Gian Paolo Minelli is a Swiss photographer who has been based in Buenos Aires for the last ten years. Currently on view at the Centro Cultural Recoleta is a substantial show of his work from Villa Lugano and Barrio Piedra Buena, both located in the southwest corner of the city. The show runs until May 2, 2010.
Gian Paolo Minelli at Centro Cultural Recoleta
Gian Paolo Minelli at Centro Cultural Recoleta
Minelli photographs with a 4×5 camera and the photos are highly detailed, 40×50″ C-prints with a ton of detail.

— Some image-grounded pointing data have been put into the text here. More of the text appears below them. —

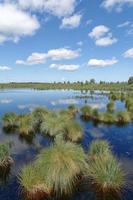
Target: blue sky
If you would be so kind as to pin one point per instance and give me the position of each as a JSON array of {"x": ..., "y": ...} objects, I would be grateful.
[{"x": 66, "y": 40}]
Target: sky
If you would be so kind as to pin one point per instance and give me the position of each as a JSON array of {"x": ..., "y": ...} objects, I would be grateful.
[{"x": 66, "y": 40}]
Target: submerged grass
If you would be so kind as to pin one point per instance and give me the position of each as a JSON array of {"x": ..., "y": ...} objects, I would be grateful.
[
  {"x": 32, "y": 182},
  {"x": 106, "y": 174},
  {"x": 73, "y": 131},
  {"x": 62, "y": 164},
  {"x": 104, "y": 169},
  {"x": 56, "y": 170},
  {"x": 5, "y": 158},
  {"x": 99, "y": 148}
]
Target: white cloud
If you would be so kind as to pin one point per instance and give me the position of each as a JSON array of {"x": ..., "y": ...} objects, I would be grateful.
[
  {"x": 58, "y": 8},
  {"x": 4, "y": 68},
  {"x": 89, "y": 21},
  {"x": 72, "y": 21},
  {"x": 116, "y": 4},
  {"x": 65, "y": 67},
  {"x": 6, "y": 101},
  {"x": 128, "y": 53},
  {"x": 102, "y": 63},
  {"x": 102, "y": 36},
  {"x": 63, "y": 53},
  {"x": 127, "y": 23},
  {"x": 80, "y": 43},
  {"x": 54, "y": 54},
  {"x": 33, "y": 59},
  {"x": 106, "y": 41},
  {"x": 99, "y": 31},
  {"x": 15, "y": 23}
]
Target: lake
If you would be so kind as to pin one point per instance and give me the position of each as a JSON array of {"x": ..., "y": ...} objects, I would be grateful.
[{"x": 24, "y": 151}]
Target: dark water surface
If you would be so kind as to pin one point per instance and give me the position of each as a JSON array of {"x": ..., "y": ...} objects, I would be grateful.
[{"x": 24, "y": 151}]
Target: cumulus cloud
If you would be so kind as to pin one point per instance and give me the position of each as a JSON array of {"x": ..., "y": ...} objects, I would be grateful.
[
  {"x": 72, "y": 21},
  {"x": 6, "y": 101},
  {"x": 116, "y": 4},
  {"x": 53, "y": 54},
  {"x": 15, "y": 23},
  {"x": 58, "y": 8},
  {"x": 4, "y": 68},
  {"x": 106, "y": 41},
  {"x": 128, "y": 53},
  {"x": 99, "y": 31},
  {"x": 33, "y": 59},
  {"x": 65, "y": 67},
  {"x": 63, "y": 53},
  {"x": 127, "y": 23},
  {"x": 102, "y": 36},
  {"x": 102, "y": 63}
]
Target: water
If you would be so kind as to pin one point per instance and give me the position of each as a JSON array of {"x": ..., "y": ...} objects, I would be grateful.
[{"x": 24, "y": 151}]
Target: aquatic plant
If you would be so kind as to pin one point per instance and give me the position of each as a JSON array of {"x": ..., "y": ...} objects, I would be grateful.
[
  {"x": 123, "y": 117},
  {"x": 5, "y": 158},
  {"x": 25, "y": 125},
  {"x": 32, "y": 182},
  {"x": 53, "y": 124},
  {"x": 99, "y": 148},
  {"x": 111, "y": 106},
  {"x": 72, "y": 108},
  {"x": 39, "y": 115},
  {"x": 86, "y": 111},
  {"x": 61, "y": 165},
  {"x": 108, "y": 117},
  {"x": 10, "y": 120},
  {"x": 106, "y": 174},
  {"x": 73, "y": 131}
]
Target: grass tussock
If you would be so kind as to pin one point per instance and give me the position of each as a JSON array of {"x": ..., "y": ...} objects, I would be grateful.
[
  {"x": 104, "y": 169},
  {"x": 5, "y": 158}
]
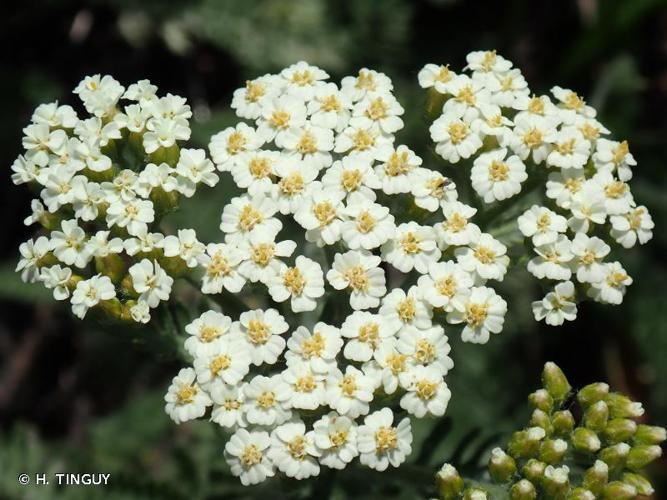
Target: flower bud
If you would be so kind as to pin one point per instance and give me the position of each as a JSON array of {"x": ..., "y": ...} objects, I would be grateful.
[
  {"x": 592, "y": 393},
  {"x": 621, "y": 406},
  {"x": 552, "y": 451},
  {"x": 448, "y": 482},
  {"x": 563, "y": 422},
  {"x": 585, "y": 440},
  {"x": 616, "y": 490},
  {"x": 523, "y": 490},
  {"x": 619, "y": 430},
  {"x": 596, "y": 477},
  {"x": 501, "y": 466},
  {"x": 596, "y": 416},
  {"x": 641, "y": 484},
  {"x": 541, "y": 400},
  {"x": 555, "y": 382},
  {"x": 642, "y": 455},
  {"x": 615, "y": 456},
  {"x": 650, "y": 434},
  {"x": 534, "y": 470}
]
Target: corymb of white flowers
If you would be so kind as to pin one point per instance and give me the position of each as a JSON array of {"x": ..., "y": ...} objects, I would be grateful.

Gian Paolo Minelli at Centro Cultural Recoleta
Here’s an example of a detail I hadn’t noticed when looking at smaller reproductions. The photo above depicts Lugano I y II, a massive housing project in Villa Lugano. Between the central tower and the more distant towers on the left are these small, silver structures:
Parking Structures in Lugano I y II, photo by Gian Paolo Minelli at Centro Cultural Recoleta
Looking at the large print I could see that they were informally built parking structures in the common parking area of the complex.
Accompanying the exhibit is a catalog featuring many more photos of a project specifically focused on the neighborhood of Villa Lugano. The book was funded in part by the city of Lugano in Switzerland, which strikes me as a clever way to sell a project.
Villa Lugano 2008-2009 by Gian Paolo Minelli
Villa Lugano 2008-2009 by Gian Paolo Minelli
Villa Lugano has a little bit of everything urbanistically; mundane middle class areas, massive Soviet-style apartment towers, shantytowns, mega-supermarkets, a golf course and even an abandoned amusement park. It’s a microcosm of the urban composition of the Greater Buenos Aires area, which Minelli presents in a precise and straightforward way.
Villa Lugano 2008-2009 by Gian Paolo Minelli
Villa Lugano 2008-2009 by Gian Paolo Minelli
Minelli’s website is not, at the time of this writing, active yet, but it says “very soon”. Recently The Black Snapper featured an essay of photos from Barrio Piedra Buena, another big “monoblock” complex located in the neighborhood. Also soon to be published in Europe is a monograph, The Skin of the Cities.